Lo otro que no hay que hacer. No mandar ninguna noticia. Está bien, se está recuperando, les aviso si empeora. Así en la otra casa no tienen cómo imaginarse cómo va el niño. Y van a llenar ese silencio imaginándose lo peor.

El nivel justo es uno aburrido. Ni tanta información que en la otra casa no la puedan procesar. Ni tan poca que se queden imaginando.

Cuando la enfermedad es más seria

Una llamada de la escuela por un niño enfermo casi siempre significa una infección estomacal, fiebre, una roncha. Hay que ir por el niño. Se va a recuperar en casa en un día o dos.

Una parte chiquita de las llamadas de la escuela son más serias. Un golpe en la cabeza. Un hueso roto. Una reacción alérgica fuerte. Algo que necesita atención médica de inmediato.

En esos casos, las dos casas se enteran de inmediato. No por mensaje. Por llamada. Acabo de recibir una llamada de la escuela. [El niño] se cayó y hay sangre. La escuela está llamando una ambulancia. Voy para allá. Te mantengo al tanto.

Si te llega la llamada de la escuela y tú eres quien va en camino, háblale a la otra casa antes de llegar a la escuela si puedes. También necesitan ponerse en movimiento.

Si llevan al niño al hospital, lo ideal es que las dos casas vayan al hospital. Si solo una puede, esa casa se asegura de que la otra sepa qué está pasando, dónde y qué se necesita.

Esta es una de esas situaciones donde, casi sin excepción, que estén las dos casas calma al niño. Las cosas de las dos casas que normalmente manejas con cuidado (a quién le toca, en qué casa, quién va por el niño) se hacen a un lado por un momento. El niño está en una camilla del hospital; mamá y papá están en el cuarto. Así es la cosa.

Si la situación se sale de control o el niño está en peligro inmediato, marca al 911.

Cuando enfermarse es el patrón

Un niño que se ha sentido mal en la escuela tres veces en un mes no solo trae mala suerte. Que se enferme una y otra vez en la escuela puede significar:

  • Un problema médico real que hay que revisar (anemia, infecciones que se repiten, asma).
  • Algo del ambiente de la escuela (algo que anda circulando, defensas que aún no se reponen después de una ausencia larga, higiene del salón).
  • Un tema de regulación. Algunos niños, sobre todo en los primeros meses después de una separación, somatizan lo que sienten: el cuerpo expresa lo que les pesa por dentro. Dolores de panza. Dolores de cabeza. Les cuesta quedarse en la escuela. La enfermedad es real para el niño; lo que está por debajo puede ser emocional.

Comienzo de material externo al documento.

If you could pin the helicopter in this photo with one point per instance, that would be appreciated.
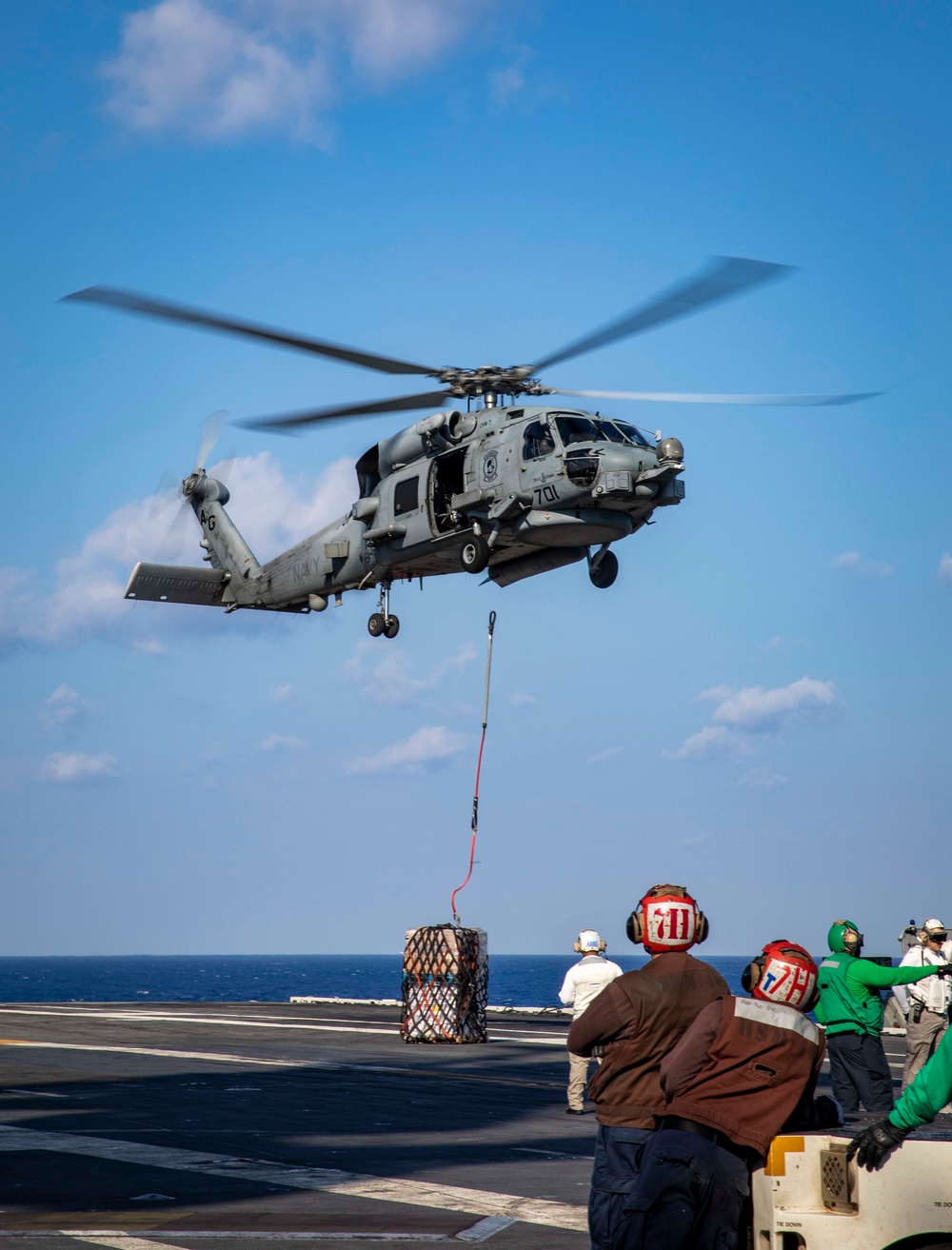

Si el patrón sigue, la conversación se amplía. El doctor para la revisión médica. El maestro para la mirada del ambiente escolar. Las dos casas para la pregunta de la regulación.

Un niño que está tranquilo en una casa y se enferma en la escuela justo en las semanas en que le toca pasarse a la otra casa está mandando una señal. No siempre es para alarmarse. Muchas veces es una etapa. Pero vale la pena ponerle atención.

El aterrizaje

Martes en la mañana. Para las 11:35, en la otra casa ya están en la escuela. Para el mediodía, la niña ya va en el carro. Para la 1 de la tarde, ya está acomodada en la segunda casa para pasar la tarde.

Le mandas un mensaje a la otra casa a las 2 de la tarde. ¿Cómo sigue? Te contestan. Dormida. Tomó algo de agua. Ya no tiene fiebre. No vuelves a escribir. Confías en el sistema.

Para el viernes, ya está de regreso en la escuela. El episodio queda archivado. Nadie está llevando la cuenta.

Para cerrar

Para qué sirve este artículo. No para el rescate dramático. Para esas pequeñas capas de sistema, hechas con calma, que convierten una llamada de enfermedad de la escuela de una crisis en un simple desvío de un martes en la tarde.

Esto es autoayuda, no consejo médico, psicológico ni legal, y no sustituye la ayuda de un profesional cualificado. Si tú o tu hijo o hija podéis estar en peligro, llama a los servicios de emergencia de tu zona.